Recall that the Tea Party phenomenon was born as a furious Don’t-Tread-on-Me style reaction to the perceived intrusion into our personal budgetary habits represented by mandated health insurance. They attacked the standard post-New Deal interpretation of the Constitution’s Commerce Clause, which has long enabled the Federal Government to impose its will based on the need to regulate a complex, interstate economy.
Okay, so conservatives want government out of our lives and communities and individuals permitted to arrange their affairs without the big, bad Feds sticking their noses in, right? Not so much. This logic is completely turned on its head when giant businesses want to frack, i.e. to run roughshod over the wishes of farmers and small-town residents who would prefer not to add benzene, toluene and xylene to their morning coffee. Suddenly, the fearless tea-tippling braggarts with the Obama-as-Joker signs are nowhere to be seen, and if they dared to bring their sidearms along to the anti-fracking protests, something tells me the cops in rural Pennsylvania suddenly wouldn’t be so respectful of the Second Amendment.

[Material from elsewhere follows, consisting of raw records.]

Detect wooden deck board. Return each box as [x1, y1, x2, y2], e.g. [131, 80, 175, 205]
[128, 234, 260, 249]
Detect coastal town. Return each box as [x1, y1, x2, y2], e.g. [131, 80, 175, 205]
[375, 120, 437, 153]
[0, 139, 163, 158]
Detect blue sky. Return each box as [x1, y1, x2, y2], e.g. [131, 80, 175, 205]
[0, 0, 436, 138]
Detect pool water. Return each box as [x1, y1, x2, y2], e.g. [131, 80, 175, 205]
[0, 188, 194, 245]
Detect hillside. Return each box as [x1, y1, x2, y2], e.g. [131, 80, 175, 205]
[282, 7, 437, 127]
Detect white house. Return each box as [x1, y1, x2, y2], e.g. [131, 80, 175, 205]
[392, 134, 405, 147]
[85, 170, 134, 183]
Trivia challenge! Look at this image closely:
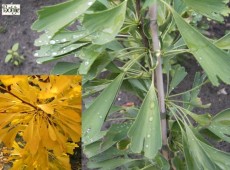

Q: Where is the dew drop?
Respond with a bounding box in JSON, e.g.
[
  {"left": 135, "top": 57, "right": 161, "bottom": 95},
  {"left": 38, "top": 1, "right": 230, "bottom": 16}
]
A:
[
  {"left": 88, "top": 1, "right": 93, "bottom": 6},
  {"left": 50, "top": 40, "right": 56, "bottom": 44},
  {"left": 86, "top": 128, "right": 91, "bottom": 133},
  {"left": 150, "top": 103, "right": 154, "bottom": 109},
  {"left": 73, "top": 35, "right": 79, "bottom": 39},
  {"left": 52, "top": 52, "right": 57, "bottom": 56},
  {"left": 61, "top": 38, "right": 67, "bottom": 42}
]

It’s just priceless to see the twisted logic deployed by the Pennsylvania State Department of Environmental Protection, an entity ‘wholly captured by the natural gas industry’, according to Susan Kraham of Columbia Law School’s Environmenta Law Clinic. Instead of respect for private property and small-town values, instead of the worship of ruggedly self-reliant, salt-of-the-earth farmers and all that is right and lovely according to conservative folklore, those resisting the fracker bullies are suddenly not in charge of their local affairs—the state of Pennsylvania is.
This past March, the governor signed into law ‘Act 13’, stripping municipalities and townships of zoning authority for gas drilling and overturning their painstaking efforts to protect their land. The law even forbids doctors who find illness among fracking-affected locals from discussing these health effects with other doctors—or even the patients themselves since these details are considered privileged commercial information. Tea Partyoids insisting that Pennsylvanians should be able to opt out of dictatorial health insurance plans don’t seem to be paying much attention to that display of intimidation.
So there we are: when the business elites want people to resist expanded social benefits, we’re all American revolutionaries in tri-cornered hats resisting Cornwallis and the illegitimate use of the Commerce Clause. When they want to drill on your land, commerce reigns supreme once again. Logical!